Certains pays envisagent d’adopter des règles facilitant la mobilité des données pour favoriser la concurrence.

Certaines entreprises y travaillent déjà, par exemple au moyen du Data Transfer Project (en anglais seulement) auquel Google, Microsoft, Facebook et Twitter participent.

Au Canada, notre secteur bancaire cherche à faire avancer la mobilité des données par l’intermédiaire de l’initiative pour un système bancaire ouvert, concept qui est actuellement à l’étude par le gouvernement dans le cadre de la modernisation de la Loi sur la protection des renseignements personnels et les documents électroniques.

Une étude récente mandatée par le gouvernement du Royaume-Uni concernant la mobilité des données a évalué que la mobilité des données personnelles à l’échelle de l’économie pourrait faire augmenter le PIB du Royaume-Uni d’au moins 27,8 milliards de livres, soit 47 milliards de dollars canadiens, et ce, grâce à la concurrence et à la productivité accrues.

Et ces chiffres ne comptent pas les gains dynamiques prévus qui découleraient de l’innovation numérique.

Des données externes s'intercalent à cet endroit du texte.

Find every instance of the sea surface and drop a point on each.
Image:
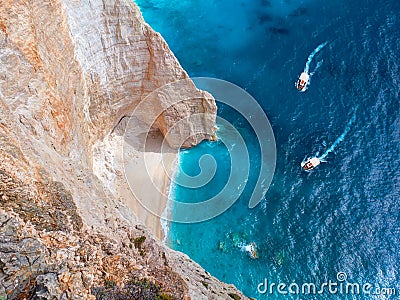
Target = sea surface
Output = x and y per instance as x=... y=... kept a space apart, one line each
x=338 y=223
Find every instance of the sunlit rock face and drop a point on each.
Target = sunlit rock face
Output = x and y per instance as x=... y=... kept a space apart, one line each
x=70 y=71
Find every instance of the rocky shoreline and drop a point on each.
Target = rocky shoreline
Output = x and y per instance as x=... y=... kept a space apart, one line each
x=70 y=71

La portabilité des données soulève de nombreuses questions complexes, notamment en ce qui a trait au consentement, aux renseignements des parties tierces, aux normes de l’industrie et à la propriété des données des utilisateurs qui importent pour la concurrence.

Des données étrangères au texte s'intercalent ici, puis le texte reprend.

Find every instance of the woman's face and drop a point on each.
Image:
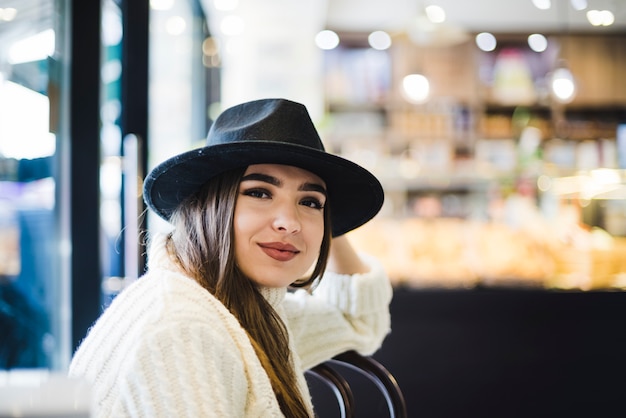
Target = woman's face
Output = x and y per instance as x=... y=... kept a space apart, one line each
x=279 y=223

Ces questions requièrent une attention particulière et appellent à un débat fondé sur des preuves.

Toutefois, compte tenu du potentiel de la mobilité des données pour donner le pouvoir aux consommateurs et assurer le rôle essentiel des forces de marché dans l’ère numérique, la discussion en vaut vraiment la peine.

J’ai récemment discuté de la mobilité des données avec une personne qui travaille dans l’industrie des technologies.

Cette personne m’a dit que la mobilité des données est une belle théorie, mais elle se questionnait à savoir où les consommateurs apporteraient leurs données s’il n’y a pas de concurrence.

N’est-ce pas exactement le but de tout ça? Si nous facilitons le transfert des données pour les consommateurs et l’acquisition des données par les nouvelles entreprises pour qu’elles partent du bon pied, nous mettons en place les conditions à la source de la concurrence.

Et c’est ce qui est au cœur du mandat du Bureau de la concurrence — stimuler la concurrence. Lorsque nous examinons notre nouvelle réalité économique en rapide évolution sous l’angle de la concurrence, il est clair que nous avons du travail à faire pour suivre le rythme, mais il y a tellement de possibilités que les récompenses que nous en retirerons pour le Canada et ses consommateurs seront énormes.

Je vous remercie de m’avoir accordé votre temps ce matin.